Shah's comment is in sync with most analysts who believe that the Indian market is better placed among emerging markets and the correction should be used as an opportunity to invest in quality stocks.
Shah said he has been buying in the market on the correction in stocks where he believes valuations are fair.
"We are not oblivious to the fact that there is a lot of uncertainty ahead and there could be volatility. We have advised our customers that this is the time to be equal weight to the equity allocation, be marginally overweight large-cap, be marginally underweight small and midcap but invest in every correction with a longer-term view," he said.
In the current market scenario, the balanced advantage funds and asset allocator funds offer better opportunities as these funds allocate between debt and equity based on the valuation of the market.
"In January 2019, our balanced advantage fund had 39% allocation to equity.

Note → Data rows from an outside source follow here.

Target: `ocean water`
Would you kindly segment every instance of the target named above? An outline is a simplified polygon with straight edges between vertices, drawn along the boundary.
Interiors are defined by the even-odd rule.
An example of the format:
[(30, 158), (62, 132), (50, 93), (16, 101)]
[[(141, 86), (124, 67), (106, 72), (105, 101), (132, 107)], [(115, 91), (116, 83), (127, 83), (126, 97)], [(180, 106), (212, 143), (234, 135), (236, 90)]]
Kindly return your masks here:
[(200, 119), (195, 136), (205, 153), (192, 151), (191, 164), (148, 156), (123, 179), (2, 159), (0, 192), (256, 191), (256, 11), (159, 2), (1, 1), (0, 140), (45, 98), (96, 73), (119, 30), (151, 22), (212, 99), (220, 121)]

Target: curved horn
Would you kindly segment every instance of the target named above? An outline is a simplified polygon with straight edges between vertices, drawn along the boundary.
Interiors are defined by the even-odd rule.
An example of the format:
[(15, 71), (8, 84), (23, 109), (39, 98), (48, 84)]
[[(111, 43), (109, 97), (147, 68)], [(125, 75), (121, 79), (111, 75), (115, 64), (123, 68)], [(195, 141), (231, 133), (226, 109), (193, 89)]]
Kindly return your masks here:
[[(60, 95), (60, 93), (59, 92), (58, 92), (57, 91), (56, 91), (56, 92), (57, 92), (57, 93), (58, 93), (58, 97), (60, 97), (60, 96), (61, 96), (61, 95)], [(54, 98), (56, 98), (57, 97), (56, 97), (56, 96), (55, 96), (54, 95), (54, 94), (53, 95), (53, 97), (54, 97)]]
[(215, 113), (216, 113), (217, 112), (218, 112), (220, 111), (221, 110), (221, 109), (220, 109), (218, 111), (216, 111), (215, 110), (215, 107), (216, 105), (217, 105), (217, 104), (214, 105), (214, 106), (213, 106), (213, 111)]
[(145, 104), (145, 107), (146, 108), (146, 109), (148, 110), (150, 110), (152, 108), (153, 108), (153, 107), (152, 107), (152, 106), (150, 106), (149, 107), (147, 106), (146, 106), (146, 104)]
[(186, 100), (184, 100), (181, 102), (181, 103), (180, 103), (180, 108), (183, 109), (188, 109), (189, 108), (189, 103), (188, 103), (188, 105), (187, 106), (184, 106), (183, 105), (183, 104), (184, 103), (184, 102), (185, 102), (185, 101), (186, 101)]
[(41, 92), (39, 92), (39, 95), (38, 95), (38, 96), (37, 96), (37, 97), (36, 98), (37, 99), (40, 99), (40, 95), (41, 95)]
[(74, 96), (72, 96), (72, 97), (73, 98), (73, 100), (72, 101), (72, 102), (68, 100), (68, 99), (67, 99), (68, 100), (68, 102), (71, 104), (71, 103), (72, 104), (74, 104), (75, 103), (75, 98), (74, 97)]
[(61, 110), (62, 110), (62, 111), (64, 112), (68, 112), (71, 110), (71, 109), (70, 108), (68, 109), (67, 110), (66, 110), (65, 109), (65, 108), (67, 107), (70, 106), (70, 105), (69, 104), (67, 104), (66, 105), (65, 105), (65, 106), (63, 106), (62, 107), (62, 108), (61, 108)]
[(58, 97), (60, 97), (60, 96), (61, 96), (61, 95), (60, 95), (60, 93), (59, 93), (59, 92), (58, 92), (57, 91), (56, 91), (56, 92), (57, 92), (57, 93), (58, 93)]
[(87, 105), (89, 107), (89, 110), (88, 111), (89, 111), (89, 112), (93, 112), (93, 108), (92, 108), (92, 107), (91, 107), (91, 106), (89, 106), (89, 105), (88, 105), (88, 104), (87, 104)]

In March 2020, as the markets corrected, it went up to about 75%. Today it is at 50%. So depending upon the valuation and the movement of the market, a balanced advantage fund can cushion the market. In a rising, expensive market, they will be sellers, in a falling market they will be buyers," Shah said.
Balanced advantage funds are also called dynamic asset allocation funds considering how the money is invested in equity, debt and arbitrage components. There is no restriction on asset allocation, which means that the fund managers can easily switch between the investments depending on the market’s direction.
Fund managers decide on money allocations based on key indices and how they predict stock valuations in near future.
Disclaimer: This article is based on an ET Now interview. The views and recommendations made above are those of the analyst and not of MintGenie.